Regarding the website, I'd guess a couple of people volunteered to make it shiny and accessible, but the docs and whatnot were (and mostly still are) on the googlecode project wiki.
You have to be kidding me, right? This app is so bloated and unpolished—it really doesn't feel like it belongs on the Mac. I'll take OSX Lion's sleek Terminal.app over iTerm any day. My favorite new feature, it lets you customize ANSI colors!
Edit: I know I'm going to get tons of downvotes for this. But it's my opinion that something sleek and simple is much more powerful than something with tons of bells and whistles, especially when it doesn't look very good.
Edit2: To all those who bring up window splitting, the default terminal app does it too, as well as native fullscreen:
I think only a few things in iTerm2 are really unpolished. That said, when a tool becomes part of how you do work for 14+ hours a day, feature-set and efficiency can matter more than simplicity and intuitiveness. After all, that's why we're using a command line in the first place! Terminal itself doesn't really "feel like it belongs on the Mac".

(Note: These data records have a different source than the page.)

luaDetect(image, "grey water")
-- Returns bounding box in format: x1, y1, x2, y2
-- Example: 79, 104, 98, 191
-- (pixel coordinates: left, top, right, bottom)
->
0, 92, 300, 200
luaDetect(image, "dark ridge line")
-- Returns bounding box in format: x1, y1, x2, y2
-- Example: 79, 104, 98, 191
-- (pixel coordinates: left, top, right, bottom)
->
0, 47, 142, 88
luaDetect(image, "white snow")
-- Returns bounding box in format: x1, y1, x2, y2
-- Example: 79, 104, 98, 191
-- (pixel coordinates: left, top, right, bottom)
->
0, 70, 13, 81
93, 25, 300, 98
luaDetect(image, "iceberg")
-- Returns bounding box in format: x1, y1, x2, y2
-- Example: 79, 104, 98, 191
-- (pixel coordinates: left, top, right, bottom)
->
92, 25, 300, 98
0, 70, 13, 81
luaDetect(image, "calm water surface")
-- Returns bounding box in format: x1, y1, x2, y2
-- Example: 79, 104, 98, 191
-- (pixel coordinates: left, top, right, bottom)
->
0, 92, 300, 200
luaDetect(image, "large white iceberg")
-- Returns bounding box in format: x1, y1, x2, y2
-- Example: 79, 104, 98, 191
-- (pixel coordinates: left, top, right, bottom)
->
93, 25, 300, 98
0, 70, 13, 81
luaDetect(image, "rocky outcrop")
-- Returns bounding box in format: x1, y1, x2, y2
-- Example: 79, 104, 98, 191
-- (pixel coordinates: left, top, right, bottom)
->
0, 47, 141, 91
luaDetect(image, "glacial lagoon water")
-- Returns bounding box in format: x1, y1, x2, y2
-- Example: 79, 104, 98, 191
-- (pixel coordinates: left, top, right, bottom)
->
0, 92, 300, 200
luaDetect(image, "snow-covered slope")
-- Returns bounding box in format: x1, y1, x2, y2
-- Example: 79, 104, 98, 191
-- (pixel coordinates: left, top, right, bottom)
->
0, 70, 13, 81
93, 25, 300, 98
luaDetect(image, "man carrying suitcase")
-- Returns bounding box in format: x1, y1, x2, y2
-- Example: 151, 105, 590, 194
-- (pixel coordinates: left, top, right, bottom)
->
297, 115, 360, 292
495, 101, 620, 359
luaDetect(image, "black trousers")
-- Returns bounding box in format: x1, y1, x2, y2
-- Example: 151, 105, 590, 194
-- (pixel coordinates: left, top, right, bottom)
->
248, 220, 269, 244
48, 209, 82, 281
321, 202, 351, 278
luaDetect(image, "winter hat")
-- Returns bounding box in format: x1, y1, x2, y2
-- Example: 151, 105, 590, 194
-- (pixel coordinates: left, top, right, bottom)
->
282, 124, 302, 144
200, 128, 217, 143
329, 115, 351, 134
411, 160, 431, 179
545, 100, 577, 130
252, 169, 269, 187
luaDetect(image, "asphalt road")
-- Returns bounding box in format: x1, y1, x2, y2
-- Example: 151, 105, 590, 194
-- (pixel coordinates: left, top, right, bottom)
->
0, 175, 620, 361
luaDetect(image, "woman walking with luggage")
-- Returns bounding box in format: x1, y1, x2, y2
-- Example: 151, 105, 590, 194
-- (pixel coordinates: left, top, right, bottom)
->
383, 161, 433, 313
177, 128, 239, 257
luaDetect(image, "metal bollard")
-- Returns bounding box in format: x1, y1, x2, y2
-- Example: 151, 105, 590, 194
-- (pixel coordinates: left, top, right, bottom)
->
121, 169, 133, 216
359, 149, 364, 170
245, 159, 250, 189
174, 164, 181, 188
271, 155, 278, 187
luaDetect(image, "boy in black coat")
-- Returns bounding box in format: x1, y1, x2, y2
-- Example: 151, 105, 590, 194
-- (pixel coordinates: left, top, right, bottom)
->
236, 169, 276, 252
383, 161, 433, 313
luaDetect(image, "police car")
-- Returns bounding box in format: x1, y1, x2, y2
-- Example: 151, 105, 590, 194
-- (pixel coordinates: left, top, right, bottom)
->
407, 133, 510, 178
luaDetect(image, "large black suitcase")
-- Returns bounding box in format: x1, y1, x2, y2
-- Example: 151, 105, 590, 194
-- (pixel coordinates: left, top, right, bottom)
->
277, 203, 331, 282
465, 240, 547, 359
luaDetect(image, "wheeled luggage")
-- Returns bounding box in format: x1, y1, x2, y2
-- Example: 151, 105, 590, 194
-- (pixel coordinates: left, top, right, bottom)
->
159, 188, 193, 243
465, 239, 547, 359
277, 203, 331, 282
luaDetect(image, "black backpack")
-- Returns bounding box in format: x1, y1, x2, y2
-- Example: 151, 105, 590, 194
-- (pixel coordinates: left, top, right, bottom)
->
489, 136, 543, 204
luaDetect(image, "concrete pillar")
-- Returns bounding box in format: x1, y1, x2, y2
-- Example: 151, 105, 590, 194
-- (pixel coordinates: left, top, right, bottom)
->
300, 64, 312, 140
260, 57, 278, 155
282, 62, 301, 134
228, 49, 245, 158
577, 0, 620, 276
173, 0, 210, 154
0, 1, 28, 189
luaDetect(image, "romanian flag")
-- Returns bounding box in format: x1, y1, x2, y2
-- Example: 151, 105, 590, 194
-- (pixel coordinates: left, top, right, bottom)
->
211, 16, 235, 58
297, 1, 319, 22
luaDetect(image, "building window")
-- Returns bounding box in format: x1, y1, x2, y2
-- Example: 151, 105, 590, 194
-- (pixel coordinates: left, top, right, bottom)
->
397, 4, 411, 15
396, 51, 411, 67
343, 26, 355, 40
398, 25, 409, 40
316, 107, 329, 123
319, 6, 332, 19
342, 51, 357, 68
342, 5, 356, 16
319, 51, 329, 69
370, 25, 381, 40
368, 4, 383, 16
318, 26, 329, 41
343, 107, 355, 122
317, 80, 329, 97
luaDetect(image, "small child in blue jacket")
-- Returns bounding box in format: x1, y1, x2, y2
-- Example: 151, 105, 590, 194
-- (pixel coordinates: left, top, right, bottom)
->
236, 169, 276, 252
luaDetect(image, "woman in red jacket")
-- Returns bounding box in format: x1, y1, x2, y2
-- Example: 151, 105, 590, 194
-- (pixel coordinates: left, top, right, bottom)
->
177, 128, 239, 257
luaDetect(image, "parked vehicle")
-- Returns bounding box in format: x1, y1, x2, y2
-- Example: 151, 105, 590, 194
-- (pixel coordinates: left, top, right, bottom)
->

I wouldn't want to spend all that time in a terminal without native screen splitting, just to pick one example of a cool iTerm 2 feature.
Lion's terminal app is a beach ball nightmare on this machine. Hitting tab to complete a directory in bash results in a 3-second pause every time. Longer if the directory doesn't exist.
I wondered if it was my new SSD, but it doesn't happen in iTerm, so I guess not.
May I ask what is so bloated and unpolished? Back up your dribbling. I have been using iTerm for a while now and it's as fast normal Terminal. It has profiles. It has 256 colors so I can use the same VIM colorschemes.
I've been using it since last 7 months. This version definitely seems speedier, I'm talking about the lags in bringing up new tabs/windows in previous versions.
Moreover I love the simplicity of its key combinations - CMD + left right.
CMD+^+E -> A nice expose style overview for all your tabs.
This is the very first thing I install on a new Mac for development. I highly recommend it.